Project Template

An outline for writing a data science article

Before starting to write the final article for this course, I suggest you read A guide to writing scientific text. The final article should be a list of bullet points instead of paragraphs 1 following the outline below.


Please include,

  • a suitable title
  • your names
  • student numbers

Abstract (250 words or less)

  • State what we know about the subject/problem/big picture
  • Explain what we don’t know, which is basically a larger theoretical or practical puzzle or gap in the literature
  • State or describe your research question and explain how you answer that question
  • Briefly describe the data that you use to answer your research question
  • State what you find
  • If necessary, describe what these findings suggest about the answer to your research question
  • Explain why these findings are important


  • Describe the puzzle or gap in the literature that you will address with your data
    • What do we know?
    • What do we not know?
    • What will you tell us?
  • Identify your research question and explain how you answer it
    • What question will you answer?
    • What data will you use to answer this question?
    • What do you find?
  • Explain the importance of your findings
    • What is the answer to your research question?
    • How does this answer broaden, clarify, or challenge existing knowledge/theories?
  • Restate the puzzle or gap in the literature that you will address
  • Explain why this puzzle or gap is important to address
  • Describe (in more detail than in the intro) what we know about this topic/issue
  • Describe (in more detail than in the intro) what we do not know about this topic/issue
  • State your research question (i.e., “In this article, we investigate…”)
  • Explain how your research question solves the puzzle or fills the gap in the literature (i.e., “Answering this question allows me to…”)
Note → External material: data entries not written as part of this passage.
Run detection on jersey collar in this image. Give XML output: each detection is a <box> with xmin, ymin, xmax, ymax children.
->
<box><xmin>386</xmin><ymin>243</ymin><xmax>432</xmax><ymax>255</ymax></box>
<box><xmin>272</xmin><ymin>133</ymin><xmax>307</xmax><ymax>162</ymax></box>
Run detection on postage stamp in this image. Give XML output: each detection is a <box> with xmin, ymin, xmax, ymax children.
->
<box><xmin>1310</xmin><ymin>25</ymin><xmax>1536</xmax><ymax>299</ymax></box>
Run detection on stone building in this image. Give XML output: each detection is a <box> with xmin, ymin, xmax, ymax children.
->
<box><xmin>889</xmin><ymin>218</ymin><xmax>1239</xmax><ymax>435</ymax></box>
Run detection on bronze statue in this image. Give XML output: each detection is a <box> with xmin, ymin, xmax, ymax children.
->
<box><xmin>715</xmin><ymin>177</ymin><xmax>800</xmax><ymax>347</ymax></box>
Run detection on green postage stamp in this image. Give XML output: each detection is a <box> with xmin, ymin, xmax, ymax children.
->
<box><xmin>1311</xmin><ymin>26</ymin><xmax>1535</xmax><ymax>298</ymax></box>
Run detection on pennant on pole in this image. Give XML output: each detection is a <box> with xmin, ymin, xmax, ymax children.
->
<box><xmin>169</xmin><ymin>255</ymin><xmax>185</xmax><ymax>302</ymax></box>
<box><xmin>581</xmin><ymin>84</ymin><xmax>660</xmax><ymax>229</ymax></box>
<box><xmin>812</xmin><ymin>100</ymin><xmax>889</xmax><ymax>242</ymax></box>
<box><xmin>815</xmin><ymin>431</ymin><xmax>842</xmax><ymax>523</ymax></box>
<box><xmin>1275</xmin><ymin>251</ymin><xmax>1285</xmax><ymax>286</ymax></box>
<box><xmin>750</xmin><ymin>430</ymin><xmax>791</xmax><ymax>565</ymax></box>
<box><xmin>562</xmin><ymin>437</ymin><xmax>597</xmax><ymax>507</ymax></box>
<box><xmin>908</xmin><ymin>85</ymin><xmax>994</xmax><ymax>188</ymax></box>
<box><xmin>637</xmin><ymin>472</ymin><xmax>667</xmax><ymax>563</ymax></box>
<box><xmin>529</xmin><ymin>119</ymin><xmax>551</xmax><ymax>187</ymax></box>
*Note: The point of a literature review is not actually to review all of the relevant literature paragraph by paragraph. The point is to make the case for why your study is important and the literature summaries and refrences are there to justify your work.

Exploratory Data Analysis

  • Provide a brief overview of the study: an outline that tells the reader how all of the following methods and analysis will be connected.
  • Start by describing all the different data you will be using and answer some of the following questions
    • why you chose it
    • how you gained access to it
    • describe the research site, which city, which infrastructure and/or populations you are studying
  • If the data is collected over time or through experiments/scraping, describe the setup you created or utilised and the data you collected.
  • Describe your process to interrogate and analyse the data (i.e., how you cleaned, and prepared the data, analysed it, and modeled it).
  • Describe the limitations of your data and study (i.e., explain how your study is limited by your data and methodological choices)
    • Discuss the source of errors or missing values in your data and how you addressed those limitations (it is okay to acknowledge something is broken and describe ways in which some of the it has been addressed in your study).

Analysis (Only what is necessary and sufficient to address your research question)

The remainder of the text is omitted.